En ce qui concerne la motivation de la décision attaquée :
22. A l’appui de leur moyen tiré de l’insuffisante motivation de la décision homologuant le plan de sauvegarde de l’emploi, les requérants ne se prévalent, devant la Cour, d’aucun élément de droit ou de fait nouveau par rapport à leur argumentation exposée devant les premiers juges.
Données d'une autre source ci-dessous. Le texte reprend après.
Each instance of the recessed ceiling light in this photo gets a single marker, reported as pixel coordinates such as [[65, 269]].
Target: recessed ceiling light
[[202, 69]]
Par suite, il y a lieu d’écarter ce moyen par adoption des motifs pertinents du jugement attaqué.
23. Il résulte de tout ce qui précède que les requérants ne sont pas fondés à soutenir que c’est à tort que, par le jugement attaqué, le tribunal administratif de la Guadeloupe a rejeté leur demande.
Sur les frais d’instance :
24. Les dispositions de l’article L. 761-1 du code de justice administrative font obstacle aux conclusions présentées par les requérants tendant à ce que l’Etat, qui n’est pas la partie perdante à l’instance, leur verse une somme au titre des frais exposés et non compris dans les dépens.
DECIDE
Article 1er : La requête du comité social et économique central de la compagnie aérienne inter-régionale express (CAIRE) et autres est rejetée.
Article 2 : Le présent arrêt sera notifié au comité social et économique central de la compagnie aérienne inter-régionale express (CAIRE), au comité social et économique de l’établissement Air Guyane, au comité social et économique de l’établissement Air Antilles, au syndicat national des pilotes de lignes France Alpa (SNPL-ALPA), au syndicat national du personnel navigant commercial Force Ouvrière (SNPNCFO), au syndicat UNSA aérien SNMSAC, à l’Union des travailleurs guyanais, à M. A C, à M. E B, à M. F D, à la SELARL Montravers Yang-Ting, à la SCP BTSG, à la SELARL BCM et associés, à la SELARL El-Baze Charpentier, et à la ministre du travail, de la santé et des solidarités.
Copie pour information en sera délivrée au directeur de l’économie, de l’emploi, du travail et des solidarités de la Guadeloupe.
Délibéré après l’audience du 17 juin 2024 à laquelle siégeaient :
Mme Ghislaine Markarian, présidente,
M. Frédéric Faïck, président-assesseur,
M. Julien Dufour, premier conseiller.
Rendu public par mise à disposition au greffe le 9 juillet 2024.
Le rapporteur,
Frédéric Faïck
La présidente,
Ghislaine Markarian
La greffière,
Catherine Jussy
La République mande et ordonne à la ministre du travail, de la santé et des solidarités en ce qui la concerne, et à tous commissaires de justice à ce requis, en ce qui concerne les voies de droit commun contre les parties privées, de pourvoir à l’exécution du présent arrêt.